The present invention designs a kind of novel inverted index method being suitable for content metadata retrieval, the data file encryption of correspondence can be gone out at key word information quick-searching in cloud storage system that client provides according to user, ensure that the efficiency of user encryption data file retrieval and precision, solve the problem that data file encryption retrieval is difficult or retrieval rate is slow in the big data environments such as cloud storage;
The present invention is equally applicable for the retrieval of the data file encryption in cloud storage system and plaintext data file, is attained by quick-searching and returns the purpose of retrieval result.
Accompanying drawing explanation
Fig. 1 is the schematic flow sheet of data file encryption of the present invention storage and search method;
Fig. 2 is three kinds of metadata relationship figure;
Fig. 3 is content metadata structure chart;
Fig. 4 is storage metadata structure figure;
Fig. 5 is the method flow diagram that a kind of data file encryption based on cloud storage system stores with search method embodiment;
Fig. 6 is the retrieval model figure of data file encryption;
Fig. 7 is the inverted index schematic diagram of content metadata;
The matrix that Fig. 8 is the inverted index of content metadata represents schematic diagram;
Fig. 9 is inverted index Factorization algorithm and the parallel processing schematic diagram thereof of content metadata.
Detailed description of the invention
Below in conjunction with accompanying drawing, further illustrate specific embodiments of the invention.
Present invention is disclosed a kind of data file encryption storage and retrieval system based on cloud storage system and method, by the attribute information of former data file and content information, and the file global identifier of data file encryption is stored in content metadata storehouse, in the way of realization is without decrypted original data file, complete the search operaqtion of data file encryption.
The know-why of the present invention: (1) is by designing special content data file metadata structure, content metadata includes data file file global identifier (FGID) in an encrypted state, before client or cloud storage system server end (i.e. cloud storage system) are to data file encryption, automatically extract the content metadata of data file, and it is deposited into the content metadata database of cloud storage system server end, namely being stored in cloud storage system, the retrieval for data file encryption provides foundation; (2) data file may select in client encryption or encrypts at the server end of cloud storage system, then storage mode in a distributed manner is stored in the storage device of cloud storage system, it is ensured that the safety of data file, privacy, high availability and data integrity; (3) ensure that the retrieval rate of huge volumes of content metadata in cloud storage system by a kind of novel inverted index method, it is achieved thereby that the quick-searching of data file encryption.

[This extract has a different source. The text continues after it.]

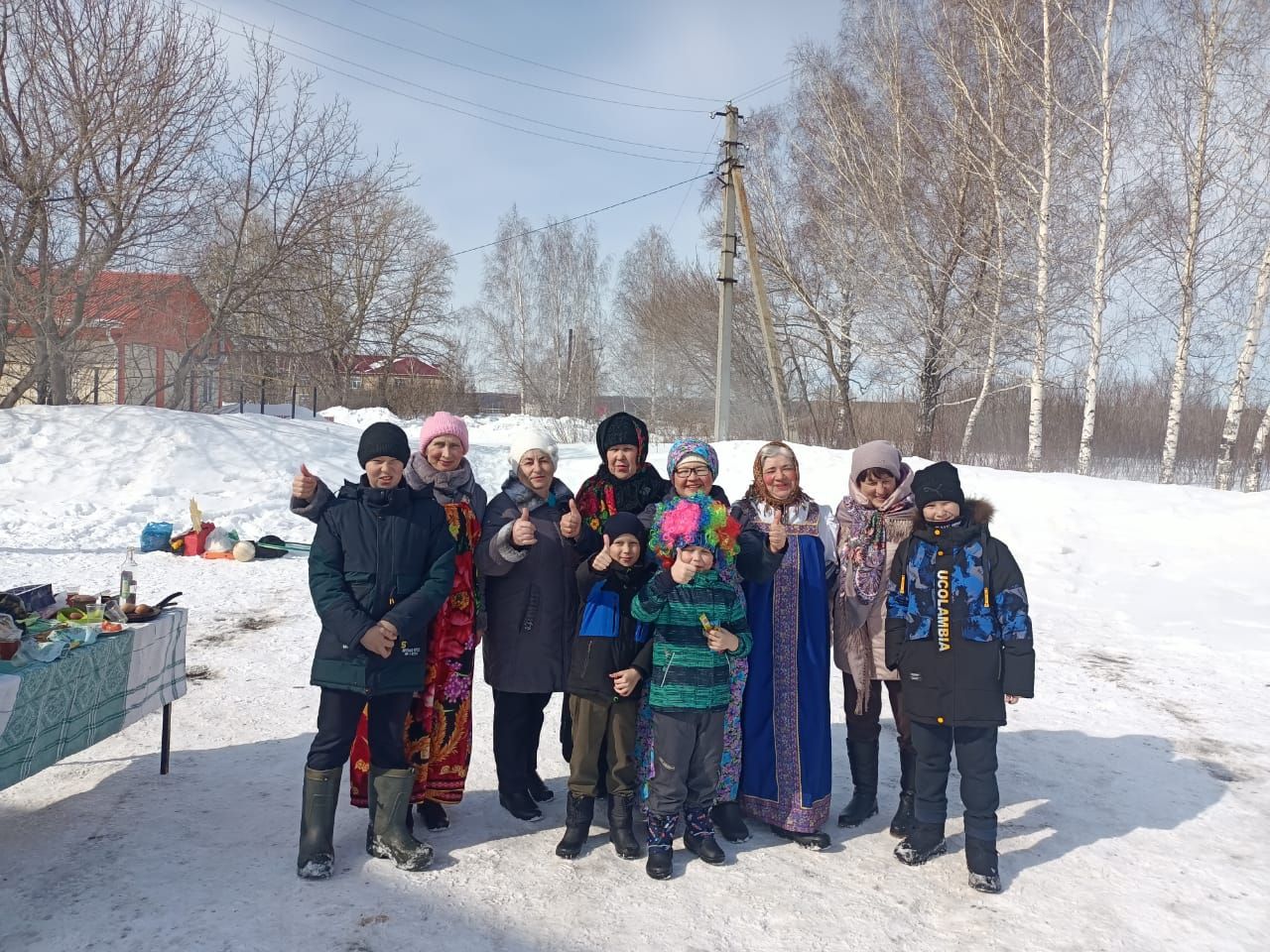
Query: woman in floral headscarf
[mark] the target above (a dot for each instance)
(786, 562)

This invention overcomes conventional cryptography data file retrieval difficulty or the defect that after deciphering, retrieval rate is slow.

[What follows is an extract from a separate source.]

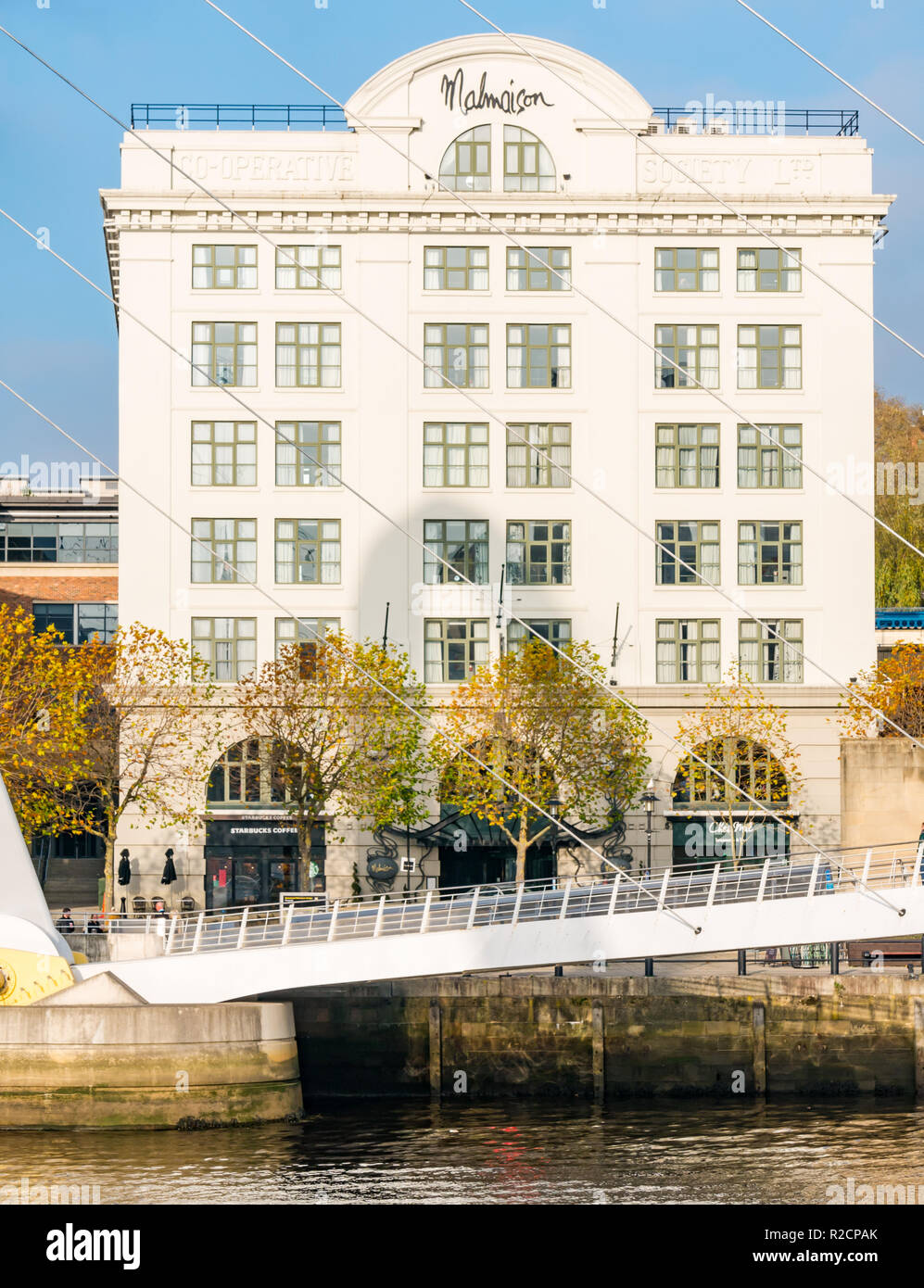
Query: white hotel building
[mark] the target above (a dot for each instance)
(551, 169)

Data file encryption storage and retrieval system based on cloud storage system disclosed by the invention comprises: cloud storage system and client.

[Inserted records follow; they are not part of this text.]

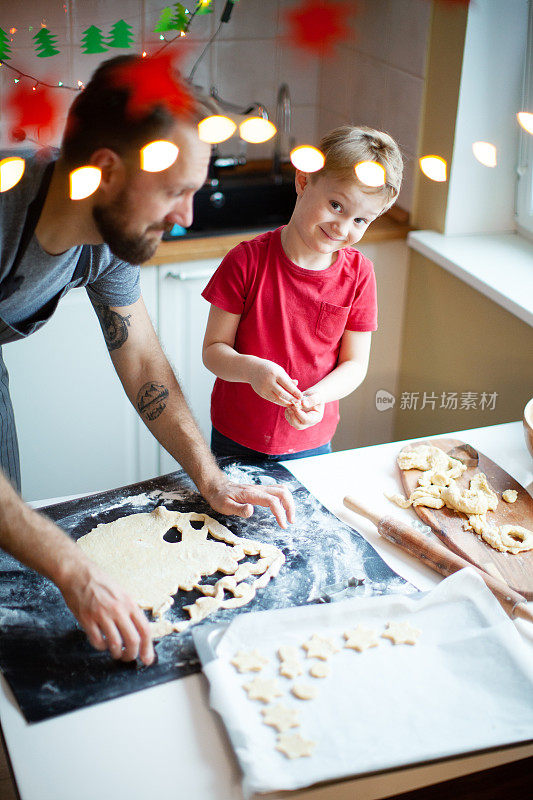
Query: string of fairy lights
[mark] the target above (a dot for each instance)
(160, 155)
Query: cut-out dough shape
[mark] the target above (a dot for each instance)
(263, 689)
(288, 652)
(304, 691)
(290, 669)
(249, 661)
(320, 647)
(133, 551)
(510, 495)
(294, 746)
(319, 670)
(361, 638)
(281, 717)
(401, 633)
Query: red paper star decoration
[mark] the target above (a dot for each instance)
(32, 108)
(317, 26)
(153, 82)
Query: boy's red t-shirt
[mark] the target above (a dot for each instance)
(295, 317)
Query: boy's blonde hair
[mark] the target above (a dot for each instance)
(346, 146)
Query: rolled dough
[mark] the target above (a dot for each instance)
(134, 552)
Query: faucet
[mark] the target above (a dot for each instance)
(283, 124)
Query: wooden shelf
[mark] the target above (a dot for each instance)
(383, 229)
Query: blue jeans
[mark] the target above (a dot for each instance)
(222, 446)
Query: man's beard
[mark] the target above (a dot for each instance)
(111, 222)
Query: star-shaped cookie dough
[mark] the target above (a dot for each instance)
(290, 669)
(361, 638)
(401, 633)
(304, 691)
(288, 652)
(249, 661)
(281, 717)
(320, 647)
(294, 746)
(263, 689)
(319, 670)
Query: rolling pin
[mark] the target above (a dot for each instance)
(436, 556)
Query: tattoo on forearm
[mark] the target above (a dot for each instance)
(151, 400)
(114, 326)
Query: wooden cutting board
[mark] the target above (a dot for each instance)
(515, 570)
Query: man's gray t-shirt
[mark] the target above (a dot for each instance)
(31, 289)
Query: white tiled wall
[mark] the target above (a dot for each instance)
(376, 77)
(247, 62)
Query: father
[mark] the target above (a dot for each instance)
(50, 244)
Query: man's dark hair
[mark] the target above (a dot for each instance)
(99, 116)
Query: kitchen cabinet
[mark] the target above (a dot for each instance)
(77, 429)
(182, 319)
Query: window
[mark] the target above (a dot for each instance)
(524, 193)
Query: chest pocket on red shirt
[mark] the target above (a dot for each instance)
(331, 321)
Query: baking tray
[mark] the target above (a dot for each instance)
(45, 656)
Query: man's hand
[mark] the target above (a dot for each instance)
(239, 499)
(306, 414)
(110, 618)
(271, 382)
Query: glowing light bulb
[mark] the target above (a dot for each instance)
(486, 153)
(433, 167)
(371, 173)
(256, 130)
(307, 158)
(11, 171)
(216, 129)
(158, 155)
(525, 119)
(84, 181)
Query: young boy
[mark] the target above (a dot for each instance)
(292, 311)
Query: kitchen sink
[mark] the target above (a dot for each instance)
(237, 203)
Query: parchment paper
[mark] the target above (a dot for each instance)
(467, 685)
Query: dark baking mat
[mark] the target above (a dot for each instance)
(45, 656)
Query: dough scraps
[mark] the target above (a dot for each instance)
(320, 647)
(249, 661)
(132, 550)
(294, 746)
(437, 487)
(361, 638)
(401, 633)
(281, 717)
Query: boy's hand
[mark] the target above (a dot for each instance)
(271, 382)
(307, 413)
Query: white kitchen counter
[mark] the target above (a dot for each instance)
(165, 742)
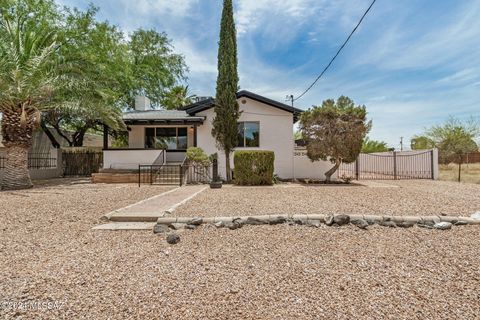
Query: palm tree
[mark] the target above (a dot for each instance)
(29, 77)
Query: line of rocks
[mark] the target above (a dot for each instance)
(167, 225)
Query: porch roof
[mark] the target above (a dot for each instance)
(160, 117)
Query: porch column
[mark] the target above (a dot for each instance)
(194, 135)
(105, 137)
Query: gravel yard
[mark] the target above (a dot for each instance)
(49, 253)
(413, 197)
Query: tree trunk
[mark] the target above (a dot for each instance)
(331, 171)
(227, 166)
(16, 174)
(50, 135)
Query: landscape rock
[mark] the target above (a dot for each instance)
(219, 224)
(196, 221)
(173, 238)
(341, 219)
(277, 220)
(362, 224)
(405, 224)
(475, 215)
(329, 220)
(313, 223)
(444, 225)
(176, 225)
(255, 221)
(389, 224)
(160, 228)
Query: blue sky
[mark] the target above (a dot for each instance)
(412, 62)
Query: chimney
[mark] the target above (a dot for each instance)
(142, 103)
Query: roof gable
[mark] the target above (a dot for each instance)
(209, 103)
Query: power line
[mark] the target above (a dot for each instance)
(338, 52)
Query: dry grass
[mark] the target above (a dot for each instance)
(50, 253)
(470, 173)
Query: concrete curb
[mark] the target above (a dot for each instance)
(321, 218)
(107, 216)
(175, 206)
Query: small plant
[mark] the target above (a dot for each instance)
(197, 156)
(346, 179)
(254, 167)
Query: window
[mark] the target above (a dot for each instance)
(248, 134)
(166, 138)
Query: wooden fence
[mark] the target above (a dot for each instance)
(81, 162)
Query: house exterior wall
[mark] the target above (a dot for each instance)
(276, 134)
(136, 136)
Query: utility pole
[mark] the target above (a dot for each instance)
(290, 98)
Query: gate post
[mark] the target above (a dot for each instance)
(394, 165)
(357, 167)
(432, 163)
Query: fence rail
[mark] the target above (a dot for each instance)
(82, 163)
(392, 166)
(36, 161)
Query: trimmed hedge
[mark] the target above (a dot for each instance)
(253, 167)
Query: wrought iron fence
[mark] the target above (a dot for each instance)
(174, 174)
(393, 166)
(81, 162)
(167, 174)
(36, 161)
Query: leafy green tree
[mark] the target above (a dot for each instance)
(104, 61)
(421, 143)
(177, 97)
(156, 68)
(455, 138)
(334, 131)
(370, 146)
(227, 112)
(30, 77)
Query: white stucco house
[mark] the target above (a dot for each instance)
(162, 136)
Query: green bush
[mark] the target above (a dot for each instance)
(197, 156)
(253, 167)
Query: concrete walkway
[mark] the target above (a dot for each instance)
(149, 210)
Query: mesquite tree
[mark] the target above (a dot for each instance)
(335, 131)
(225, 130)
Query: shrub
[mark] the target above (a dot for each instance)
(197, 156)
(253, 167)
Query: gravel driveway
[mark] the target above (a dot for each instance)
(50, 254)
(413, 197)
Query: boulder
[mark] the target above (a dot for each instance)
(389, 224)
(254, 221)
(475, 215)
(329, 220)
(405, 224)
(219, 224)
(196, 221)
(313, 223)
(341, 219)
(277, 220)
(442, 225)
(362, 224)
(173, 238)
(160, 228)
(176, 226)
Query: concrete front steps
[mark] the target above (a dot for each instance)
(149, 210)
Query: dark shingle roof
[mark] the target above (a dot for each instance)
(209, 103)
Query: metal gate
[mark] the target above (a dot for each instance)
(390, 166)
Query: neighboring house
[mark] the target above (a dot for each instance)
(264, 124)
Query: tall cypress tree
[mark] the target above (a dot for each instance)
(227, 111)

Cloud storage system comprises server end and storage device; Server Side Include authenticating user identification module, content metadata extraction module, metadata management system, data file encrypting module, information searching module; Connect and manage content metadata storehouse, system metadata storehouse and storage metadatabase under described metadata management system; Storage device, it is used for storing data file, and data file comprises data file encryption and plaintext data file. Client comprises content metadata extraction module and data file encryption module.
Storing and search method as it is shown in figure 1, disclose a kind of data file encryption based on cloud storage system, the method includes the steps of:
User is carried out authentication by authentication interface by S100, client.
User authentication includes accessing control and subscriber identity information offer; Access and control: be the access of restriction disabled user, be build the first line of defence of data safety in cloud storage environment; User profile provides: in follow-up content data file meta-data extraction, and the access rights obtaining user-dependent information and data are arranged, and are required for from user authentication information and obtain.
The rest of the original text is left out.